Tal era su hipótesis sobre el cascoteo al ómnibus de Boca por parte de selectos integrantes de la parcialidad rival. Era la tarde del 26 de noviembre y –a 48 horas del asunto– la malograda final de la Copa Libertadores ya tenía un expulsado: el ministro porteño de Seguridad, Martín Ocampo.
Este observó de soslayo al alcalde en la pantalla justo cuando embalaba efectos personales en su (hasta aquel día) despacho oficial.
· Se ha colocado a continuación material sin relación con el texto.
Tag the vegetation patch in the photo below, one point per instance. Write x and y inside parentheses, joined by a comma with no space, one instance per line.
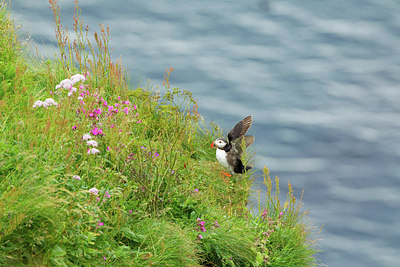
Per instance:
(95,172)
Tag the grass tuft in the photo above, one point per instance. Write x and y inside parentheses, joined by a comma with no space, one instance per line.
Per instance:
(95,172)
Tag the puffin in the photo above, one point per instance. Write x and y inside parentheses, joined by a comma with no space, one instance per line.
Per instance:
(229,151)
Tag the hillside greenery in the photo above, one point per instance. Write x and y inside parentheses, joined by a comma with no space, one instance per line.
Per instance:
(94,172)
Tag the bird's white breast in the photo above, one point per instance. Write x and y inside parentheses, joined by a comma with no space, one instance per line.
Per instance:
(221,157)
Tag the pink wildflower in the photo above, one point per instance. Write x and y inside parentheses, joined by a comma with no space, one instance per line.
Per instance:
(92,143)
(94,191)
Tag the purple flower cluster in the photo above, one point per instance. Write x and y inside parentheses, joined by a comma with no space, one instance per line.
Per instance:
(201,224)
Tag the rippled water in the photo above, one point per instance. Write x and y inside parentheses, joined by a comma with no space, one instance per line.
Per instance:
(321,79)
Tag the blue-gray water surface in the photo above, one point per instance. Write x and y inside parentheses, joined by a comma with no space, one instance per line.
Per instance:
(321,79)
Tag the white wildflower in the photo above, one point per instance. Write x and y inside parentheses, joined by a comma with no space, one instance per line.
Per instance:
(66,84)
(92,143)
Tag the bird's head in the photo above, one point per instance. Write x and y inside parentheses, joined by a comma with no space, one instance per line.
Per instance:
(219,143)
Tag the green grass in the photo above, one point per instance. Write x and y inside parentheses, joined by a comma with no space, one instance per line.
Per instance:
(156,176)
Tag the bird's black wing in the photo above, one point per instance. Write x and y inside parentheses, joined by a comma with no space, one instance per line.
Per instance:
(240,129)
Tal vez entonces haya cavilado sobre dicha interpretación de lo ocurrido.
¿Acaso el líder de la hinchada millonaria, Héctor Godoy (a quien por su sofisticación todos llaman «El Caverna»), pudo articular semejante atentado en sólo horas y con la complicidad de dos fuerzas de seguridad (la Prefectura y la Policía de la Ciudad) únicamente por habérsele decomisado dinero y entradas de reventa? Es posible que Ocampo se hiciera tal pregunta. Porque la zona del ataque estaba liberada. ¿La «maniobra» entonces no habría sido fruto de una interna policial? Quizás esa sospecha lo haya hecho retroceder en el tiempo; exactamente, al otoño de 2017.
Por esa época el doctor Ocampo (fiscal general de la Ciudad en licencia y alfil de su compadre, el influyente Daniel Angelici), timoneaba el más osado experimento policíaco del macrismo: la fusión entre la Policía Metropolitana y el vasto sector de la Federal absorbido por el gobierno porteño.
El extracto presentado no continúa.